One of the most certifiably bonkers moments in all of James Bond. The murderous giant rushes to embrace the love of his life.
Jaws utters his one sentence at the end of Moonraker. When he says to his new girlfriend, “Well, here’s to us,” we’ve witnessed the complete dismantling of James Bond’s indomitable foe. James Bond would certainly approve that Jaws had given up the chase for a girl. However false this outcome feels to the objective viewer, it falls in line with the Moonraker carnival of absurdities.
Moonraker was made, in part, for those kids that cheered Jaws’ survival.
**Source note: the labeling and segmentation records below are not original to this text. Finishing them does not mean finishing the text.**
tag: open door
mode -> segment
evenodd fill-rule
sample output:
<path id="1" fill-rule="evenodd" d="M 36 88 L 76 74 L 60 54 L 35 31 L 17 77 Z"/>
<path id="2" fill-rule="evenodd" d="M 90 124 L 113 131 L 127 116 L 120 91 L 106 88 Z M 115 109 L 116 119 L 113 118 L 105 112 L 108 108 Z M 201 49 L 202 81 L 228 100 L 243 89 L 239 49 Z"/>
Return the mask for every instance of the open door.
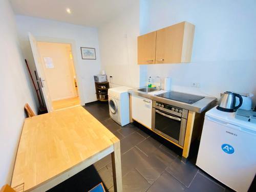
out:
<path id="1" fill-rule="evenodd" d="M 51 112 L 53 111 L 52 106 L 52 101 L 51 100 L 51 97 L 50 96 L 50 93 L 48 87 L 47 87 L 47 83 L 46 82 L 45 74 L 44 73 L 42 63 L 41 62 L 41 59 L 37 50 L 36 40 L 30 32 L 29 32 L 29 39 L 35 61 L 36 71 L 38 75 L 38 81 L 41 86 L 42 95 L 44 95 L 44 98 L 45 99 L 45 101 L 46 104 L 46 107 L 47 108 L 48 112 Z"/>

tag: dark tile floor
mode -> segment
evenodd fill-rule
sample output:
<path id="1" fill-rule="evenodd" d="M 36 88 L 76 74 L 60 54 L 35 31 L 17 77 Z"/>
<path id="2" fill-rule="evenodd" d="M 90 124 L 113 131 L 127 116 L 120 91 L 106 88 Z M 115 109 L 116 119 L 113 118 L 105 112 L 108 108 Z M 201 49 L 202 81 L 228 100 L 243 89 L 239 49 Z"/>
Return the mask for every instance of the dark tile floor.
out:
<path id="1" fill-rule="evenodd" d="M 184 163 L 180 148 L 139 124 L 121 127 L 110 118 L 108 103 L 84 108 L 120 139 L 123 191 L 231 191 L 196 166 L 196 155 Z M 94 166 L 105 187 L 114 191 L 110 156 Z"/>

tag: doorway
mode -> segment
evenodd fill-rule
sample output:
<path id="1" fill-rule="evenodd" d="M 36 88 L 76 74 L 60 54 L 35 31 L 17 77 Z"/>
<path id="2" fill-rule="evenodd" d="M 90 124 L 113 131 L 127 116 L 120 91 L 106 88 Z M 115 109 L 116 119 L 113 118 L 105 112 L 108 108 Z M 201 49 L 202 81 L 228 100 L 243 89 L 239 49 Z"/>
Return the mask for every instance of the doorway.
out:
<path id="1" fill-rule="evenodd" d="M 71 45 L 37 41 L 37 46 L 53 111 L 80 105 Z"/>

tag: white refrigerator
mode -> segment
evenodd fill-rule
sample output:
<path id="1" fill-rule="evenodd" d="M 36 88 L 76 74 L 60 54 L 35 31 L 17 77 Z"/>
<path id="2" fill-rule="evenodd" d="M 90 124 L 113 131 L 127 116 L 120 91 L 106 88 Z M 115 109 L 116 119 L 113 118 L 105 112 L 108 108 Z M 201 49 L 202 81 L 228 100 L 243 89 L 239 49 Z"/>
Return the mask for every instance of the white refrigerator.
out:
<path id="1" fill-rule="evenodd" d="M 256 173 L 256 124 L 216 109 L 205 114 L 196 165 L 237 191 L 247 191 Z"/>

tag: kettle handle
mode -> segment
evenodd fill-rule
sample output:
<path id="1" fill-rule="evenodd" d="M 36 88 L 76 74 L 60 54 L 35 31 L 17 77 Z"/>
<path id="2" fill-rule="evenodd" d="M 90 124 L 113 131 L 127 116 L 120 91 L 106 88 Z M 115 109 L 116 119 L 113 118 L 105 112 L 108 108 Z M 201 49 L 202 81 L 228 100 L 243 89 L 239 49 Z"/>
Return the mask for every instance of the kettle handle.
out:
<path id="1" fill-rule="evenodd" d="M 238 94 L 237 93 L 233 93 L 233 94 L 234 94 L 235 98 L 236 98 L 236 97 L 238 97 L 239 98 L 239 104 L 237 106 L 234 106 L 234 104 L 236 104 L 236 99 L 234 99 L 234 110 L 237 110 L 238 108 L 239 108 L 240 106 L 241 106 L 242 104 L 243 104 L 243 98 L 242 97 L 242 96 Z"/>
While it’s easy to dismiss the value of such absurd escapism, it’s much harder as a cynical adult to embrace the wide-eyed optimism where anything becomes possible — where a beloved but murderous assassin falls in love, gets the girl and helps Bond saves the day. As a result, Jaws accepted a certain duality that made him both terrible and lovable. Richard Kiel’s character endures now more viscerally because Jaws has become both classic villain and lasting childhood nostalgia.